Este mercado de productos tradicionales es el paraíso de todo gourmet. Flandes posee más de 175 productos regionales y muchos de ellos se pueden degustar en este edificio del siglo XV. Antiguamente era un mercado para conservar frescas las carnes, especialmente. El interior del edificio está decorado con jamones de Ganda, típicos de la zona, colgando del techo.

 

Contemplar el Cordero Místico en la Catedral de San Bavón

Entrada: Gratuita, de 8:30-18:00 (17:00 en invierno). Ver el cuadro 4€

Como he dicho antes, Gante es conocida por la ciudad de las tres torres. Dos de ellas se encuentran a pocos metros, en la plaza Sint-Baafsplein: La Catedral de San Bavón y la torre Belfort. La primera de ellas se terminó de construir en 1569 y es de estilo gótico. Desde 2015 dentro de la catedral de aloja un esqueleto de ballena, que llego muerta en un barco brasileño. La bautizaron con el nombre de Leo y hace referencia a una historia del Antiguo Testamento.

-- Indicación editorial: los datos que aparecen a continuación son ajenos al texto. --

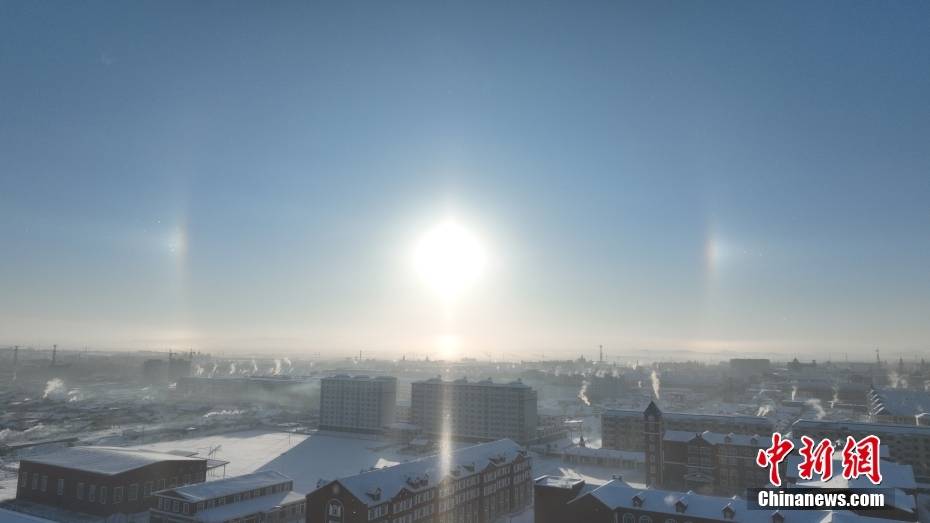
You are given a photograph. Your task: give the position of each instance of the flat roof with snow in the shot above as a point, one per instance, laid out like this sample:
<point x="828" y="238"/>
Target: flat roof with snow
<point x="226" y="487"/>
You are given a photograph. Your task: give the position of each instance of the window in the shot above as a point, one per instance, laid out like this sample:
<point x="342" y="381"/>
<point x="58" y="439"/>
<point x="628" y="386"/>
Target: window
<point x="334" y="509"/>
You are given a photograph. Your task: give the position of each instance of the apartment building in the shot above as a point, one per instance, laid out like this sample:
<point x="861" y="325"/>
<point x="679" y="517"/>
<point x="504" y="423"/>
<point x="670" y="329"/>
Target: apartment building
<point x="104" y="481"/>
<point x="622" y="429"/>
<point x="357" y="403"/>
<point x="251" y="498"/>
<point x="906" y="444"/>
<point x="478" y="484"/>
<point x="559" y="500"/>
<point x="475" y="410"/>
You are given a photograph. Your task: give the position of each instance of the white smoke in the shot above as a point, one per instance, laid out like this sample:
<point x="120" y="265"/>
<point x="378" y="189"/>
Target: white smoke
<point x="814" y="404"/>
<point x="654" y="378"/>
<point x="896" y="380"/>
<point x="55" y="390"/>
<point x="222" y="413"/>
<point x="583" y="393"/>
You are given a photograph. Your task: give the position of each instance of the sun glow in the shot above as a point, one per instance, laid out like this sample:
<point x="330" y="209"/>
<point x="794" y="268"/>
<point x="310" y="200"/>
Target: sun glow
<point x="450" y="259"/>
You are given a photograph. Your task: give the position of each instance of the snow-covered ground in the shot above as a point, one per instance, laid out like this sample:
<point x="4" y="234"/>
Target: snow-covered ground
<point x="328" y="455"/>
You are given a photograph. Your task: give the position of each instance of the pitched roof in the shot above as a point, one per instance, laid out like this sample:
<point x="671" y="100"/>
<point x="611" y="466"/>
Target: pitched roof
<point x="378" y="486"/>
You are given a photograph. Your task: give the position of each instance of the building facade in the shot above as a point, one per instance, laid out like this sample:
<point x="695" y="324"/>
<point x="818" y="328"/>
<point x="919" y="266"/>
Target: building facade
<point x="704" y="462"/>
<point x="477" y="484"/>
<point x="559" y="500"/>
<point x="476" y="411"/>
<point x="906" y="444"/>
<point x="103" y="481"/>
<point x="252" y="498"/>
<point x="357" y="403"/>
<point x="624" y="429"/>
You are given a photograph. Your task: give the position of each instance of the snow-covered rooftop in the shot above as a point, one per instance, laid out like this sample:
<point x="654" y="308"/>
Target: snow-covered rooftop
<point x="798" y="427"/>
<point x="717" y="438"/>
<point x="106" y="460"/>
<point x="377" y="486"/>
<point x="226" y="487"/>
<point x="899" y="402"/>
<point x="687" y="416"/>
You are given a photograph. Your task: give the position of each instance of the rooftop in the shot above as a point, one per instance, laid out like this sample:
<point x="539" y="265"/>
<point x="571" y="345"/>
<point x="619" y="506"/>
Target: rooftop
<point x="380" y="485"/>
<point x="106" y="460"/>
<point x="239" y="510"/>
<point x="226" y="487"/>
<point x="899" y="402"/>
<point x="618" y="495"/>
<point x="518" y="383"/>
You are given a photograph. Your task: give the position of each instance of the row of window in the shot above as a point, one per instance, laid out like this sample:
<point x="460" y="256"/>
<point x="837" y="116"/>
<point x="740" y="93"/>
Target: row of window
<point x="91" y="493"/>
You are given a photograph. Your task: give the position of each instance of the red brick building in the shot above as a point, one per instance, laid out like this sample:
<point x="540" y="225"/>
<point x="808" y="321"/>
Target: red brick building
<point x="477" y="484"/>
<point x="104" y="480"/>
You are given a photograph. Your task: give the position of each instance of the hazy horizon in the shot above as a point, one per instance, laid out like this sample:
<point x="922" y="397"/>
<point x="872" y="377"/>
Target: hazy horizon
<point x="467" y="179"/>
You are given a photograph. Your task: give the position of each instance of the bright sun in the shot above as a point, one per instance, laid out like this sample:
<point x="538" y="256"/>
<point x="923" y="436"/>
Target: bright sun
<point x="450" y="259"/>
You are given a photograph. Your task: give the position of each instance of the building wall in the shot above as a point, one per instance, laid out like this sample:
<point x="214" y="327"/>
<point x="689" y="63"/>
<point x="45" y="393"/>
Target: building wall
<point x="357" y="403"/>
<point x="481" y="497"/>
<point x="111" y="493"/>
<point x="475" y="410"/>
<point x="623" y="429"/>
<point x="909" y="446"/>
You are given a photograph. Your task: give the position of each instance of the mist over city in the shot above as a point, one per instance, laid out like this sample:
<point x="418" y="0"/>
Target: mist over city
<point x="464" y="262"/>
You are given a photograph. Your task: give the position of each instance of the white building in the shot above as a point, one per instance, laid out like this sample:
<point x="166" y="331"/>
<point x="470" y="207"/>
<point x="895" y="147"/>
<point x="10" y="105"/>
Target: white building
<point x="357" y="403"/>
<point x="479" y="410"/>
<point x="261" y="496"/>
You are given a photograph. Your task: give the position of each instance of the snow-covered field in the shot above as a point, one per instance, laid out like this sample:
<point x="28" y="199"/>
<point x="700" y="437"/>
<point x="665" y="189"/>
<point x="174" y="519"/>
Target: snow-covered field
<point x="328" y="455"/>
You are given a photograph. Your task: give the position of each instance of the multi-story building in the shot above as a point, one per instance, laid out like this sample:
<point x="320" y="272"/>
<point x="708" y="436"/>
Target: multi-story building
<point x="357" y="403"/>
<point x="477" y="484"/>
<point x="906" y="444"/>
<point x="898" y="406"/>
<point x="705" y="462"/>
<point x="475" y="410"/>
<point x="558" y="500"/>
<point x="261" y="496"/>
<point x="104" y="481"/>
<point x="623" y="429"/>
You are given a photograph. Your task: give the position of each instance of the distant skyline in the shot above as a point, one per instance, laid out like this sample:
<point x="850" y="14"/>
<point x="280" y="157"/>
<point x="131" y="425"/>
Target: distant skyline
<point x="650" y="176"/>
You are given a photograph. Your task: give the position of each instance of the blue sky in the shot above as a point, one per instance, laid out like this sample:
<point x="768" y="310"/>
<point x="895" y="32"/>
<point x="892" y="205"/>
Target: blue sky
<point x="663" y="175"/>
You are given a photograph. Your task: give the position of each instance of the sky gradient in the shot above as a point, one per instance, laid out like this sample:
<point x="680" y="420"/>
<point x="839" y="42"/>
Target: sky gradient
<point x="656" y="175"/>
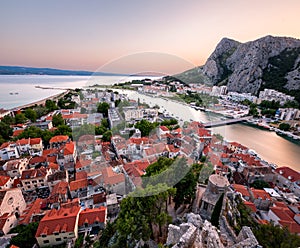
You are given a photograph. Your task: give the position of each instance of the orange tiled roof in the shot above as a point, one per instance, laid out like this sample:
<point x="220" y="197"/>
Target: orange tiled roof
<point x="65" y="218"/>
<point x="78" y="184"/>
<point x="59" y="139"/>
<point x="110" y="177"/>
<point x="34" y="173"/>
<point x="90" y="216"/>
<point x="251" y="205"/>
<point x="17" y="133"/>
<point x="31" y="209"/>
<point x="242" y="189"/>
<point x="288" y="173"/>
<point x="69" y="148"/>
<point x="260" y="193"/>
<point x="35" y="141"/>
<point x="4" y="180"/>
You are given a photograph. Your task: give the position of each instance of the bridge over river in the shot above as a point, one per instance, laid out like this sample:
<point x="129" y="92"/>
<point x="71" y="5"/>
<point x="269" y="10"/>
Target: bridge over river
<point x="226" y="122"/>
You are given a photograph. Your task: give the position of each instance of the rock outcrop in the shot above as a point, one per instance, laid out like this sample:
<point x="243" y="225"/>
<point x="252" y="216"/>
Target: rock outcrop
<point x="243" y="67"/>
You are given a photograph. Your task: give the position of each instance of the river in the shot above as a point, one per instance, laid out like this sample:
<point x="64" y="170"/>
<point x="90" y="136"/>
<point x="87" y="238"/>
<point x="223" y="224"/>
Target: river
<point x="269" y="146"/>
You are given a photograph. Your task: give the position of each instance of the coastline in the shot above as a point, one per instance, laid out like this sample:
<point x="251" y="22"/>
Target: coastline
<point x="40" y="102"/>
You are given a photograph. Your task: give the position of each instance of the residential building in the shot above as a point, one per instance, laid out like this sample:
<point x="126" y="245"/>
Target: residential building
<point x="12" y="202"/>
<point x="92" y="219"/>
<point x="217" y="185"/>
<point x="59" y="226"/>
<point x="8" y="150"/>
<point x="35" y="178"/>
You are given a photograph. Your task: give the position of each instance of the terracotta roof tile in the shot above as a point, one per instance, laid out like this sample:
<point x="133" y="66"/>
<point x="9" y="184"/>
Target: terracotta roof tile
<point x="89" y="216"/>
<point x="65" y="217"/>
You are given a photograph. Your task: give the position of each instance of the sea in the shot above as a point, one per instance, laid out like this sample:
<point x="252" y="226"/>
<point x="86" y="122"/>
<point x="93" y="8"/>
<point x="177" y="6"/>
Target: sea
<point x="17" y="90"/>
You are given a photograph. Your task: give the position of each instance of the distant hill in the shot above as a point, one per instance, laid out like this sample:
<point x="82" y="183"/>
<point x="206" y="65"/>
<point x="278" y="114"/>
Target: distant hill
<point x="268" y="62"/>
<point x="19" y="70"/>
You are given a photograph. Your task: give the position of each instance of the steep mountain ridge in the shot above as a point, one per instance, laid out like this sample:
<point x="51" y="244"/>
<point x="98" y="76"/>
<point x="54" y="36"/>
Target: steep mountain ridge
<point x="270" y="61"/>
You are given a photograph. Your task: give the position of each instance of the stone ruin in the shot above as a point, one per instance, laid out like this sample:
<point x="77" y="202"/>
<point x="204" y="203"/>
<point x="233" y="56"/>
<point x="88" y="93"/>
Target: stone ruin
<point x="195" y="233"/>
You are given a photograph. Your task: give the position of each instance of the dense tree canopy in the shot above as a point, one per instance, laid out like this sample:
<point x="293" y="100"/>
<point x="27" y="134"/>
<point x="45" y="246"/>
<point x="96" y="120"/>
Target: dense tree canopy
<point x="145" y="127"/>
<point x="20" y="118"/>
<point x="57" y="120"/>
<point x="103" y="108"/>
<point x="26" y="235"/>
<point x="30" y="114"/>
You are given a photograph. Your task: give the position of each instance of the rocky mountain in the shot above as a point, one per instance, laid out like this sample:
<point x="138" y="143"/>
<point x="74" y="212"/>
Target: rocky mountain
<point x="268" y="62"/>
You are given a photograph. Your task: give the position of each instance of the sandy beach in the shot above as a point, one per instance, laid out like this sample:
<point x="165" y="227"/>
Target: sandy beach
<point x="40" y="102"/>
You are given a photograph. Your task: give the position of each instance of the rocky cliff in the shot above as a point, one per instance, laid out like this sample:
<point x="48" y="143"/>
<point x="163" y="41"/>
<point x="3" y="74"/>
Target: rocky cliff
<point x="272" y="62"/>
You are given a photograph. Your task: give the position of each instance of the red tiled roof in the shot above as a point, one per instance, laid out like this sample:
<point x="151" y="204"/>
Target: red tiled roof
<point x="251" y="205"/>
<point x="37" y="159"/>
<point x="17" y="133"/>
<point x="75" y="116"/>
<point x="35" y="141"/>
<point x="172" y="148"/>
<point x="65" y="218"/>
<point x="53" y="166"/>
<point x="90" y="216"/>
<point x="32" y="208"/>
<point x="110" y="177"/>
<point x="78" y="184"/>
<point x="260" y="193"/>
<point x="288" y="173"/>
<point x="242" y="189"/>
<point x="60" y="188"/>
<point x="59" y="139"/>
<point x="69" y="148"/>
<point x="34" y="173"/>
<point x="81" y="175"/>
<point x="22" y="142"/>
<point x="164" y="128"/>
<point x="204" y="132"/>
<point x="4" y="180"/>
<point x="82" y="163"/>
<point x="236" y="144"/>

Pero por lo que realmente es famosa esta catedral es por contener La Adoración del Cordero Místico. Se trata de un cuadro formado por una serie de panales decorados por Jan Van Eyck en 1432. Es una de las pinturas flamencas más importantes y la que más vicisitudes ha sufrido, ya que ha sido robada en 6 ocasiones. Entre otros, Napoleón se la llevó al museo Louvre y, la última vez fue sustraída por el ejército alemán durante la Segunda Guerra Mundial.

 

Subir al mirador Belfort

Horario: lun-dom, 10:00-18:00

Precio: adultos 6€, menores de 26 años 2€, menores de 19 años gratis, mayores de 65 años 4.5€

Este campanario de 91 metros de altura fue construido con muchas interrupciones entre 1313 y 1380. Durante siglos se utilizó para dar las horas, avisar a la población y ejercer labores de vigilancia desde arriba. Las dependencias inferiores fueron el depósito de la tesorería de la ciudad. Hoy en día alberga diferentes exposiciones sobre la construcción del edificio y su historia.

Torre Belford (Gante)
 

Disfrutar de una terraza en Korenmarkt

Justo frente a la iglesia de San Nicolás parte la peatonal calle Korenmarkt. Al comienzo de la calle se encuentra el centro comercial Post Plaza, en el antiguo edificio de Correos. Continuando por la calle, a ambos lados se suceden las casas típicas de estilo barroco flamenco. En los bajos, todas ellas alojan bares y cafeterías con sus respectivas terrazas, habitualmente frecuentadas por estudiantes y trabajadores relajándose con una cervecita tras el trabajo.